一系列研究工作探讨了基于人类评分或排序的强化学习，包括 Akrour 等人 (2011)、Pilarski 等人 (2011)、Akrour 等人 (2012)、Wilson 等人 (2012)、Sugiyama 等人 (2012)、Wirth 和 Fürnkranz (2013)、Daniel 等人 (2015)、El Asri 等人 (2016)、Wang 等人 (2016) 以及 Wirth 等人 (2016)。其他研究方向则考虑了基于偏好而非绝对奖励值的强化学习一般问题 (Fürnkranz 等人, 2012; Akrour 等人, 2014; Wirth 等人, 2016)，以及在非强化学习环境中使用人类偏好进行优化的研究 (Machwe 和 Parmee, 2006; Secretan 等人, 2008; Brochu 等人, 2010; Sørensen 等人, 2016)。

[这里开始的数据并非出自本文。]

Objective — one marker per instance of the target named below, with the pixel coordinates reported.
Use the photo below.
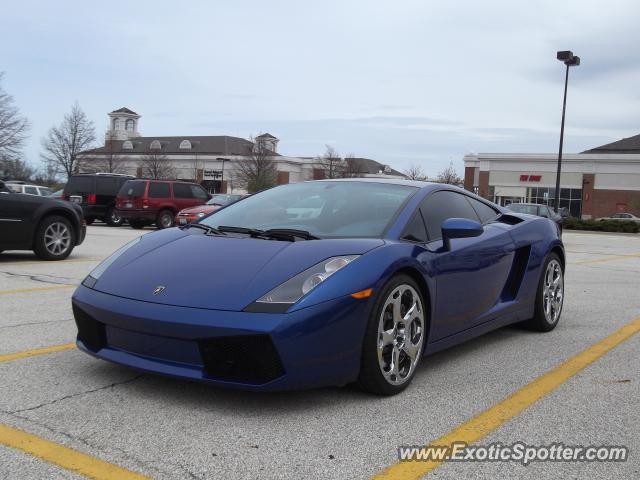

Our algorithm follows the same basic approach as Akrour et al. (2012) and Akrour et al. (2014), but considers much more complex domains and behaviors. The complexity of our environments force us to use different RL algorithms, reward models, and training strategies. One notable difference is that Akrour et al. (2012) and Akrour et al. (2014) elicit preferences over whole trajectories rather than short clips, and so would require about an order of magnitude more human time per data point. Our approach to feedback eli citation closely follows Wilson et al. (2012). However, Wilson et al. (2012) assumes that the reward function is the distance to some unknown (linear) “target” policy, and is never tested with real human feedback.

我们的算法遵循与 Akrour 等人 (2012) 和 Akrour 等人 (2014) 相同的基本方法，但考虑了更复杂的领域和行为。环境的复杂性迫使我们使用不同的强化学习 (RL) 算法、奖励模型和训练策略。一个显著的差异是，Akrour 等人 (2012) 和 Akrour 等人 (2014) 获取的是对整个轨迹而非短片段的偏好，因此每个数据点需要大约多一个数量级的人类时间。我们的反馈获取方法紧密遵循 Wilson 等人 (2012)。然而，Wilson 等人 (2012) 假设奖励函数是到某个未知（线性）“目标”策略的距离，并且从未使用真实的人类反馈进行测试。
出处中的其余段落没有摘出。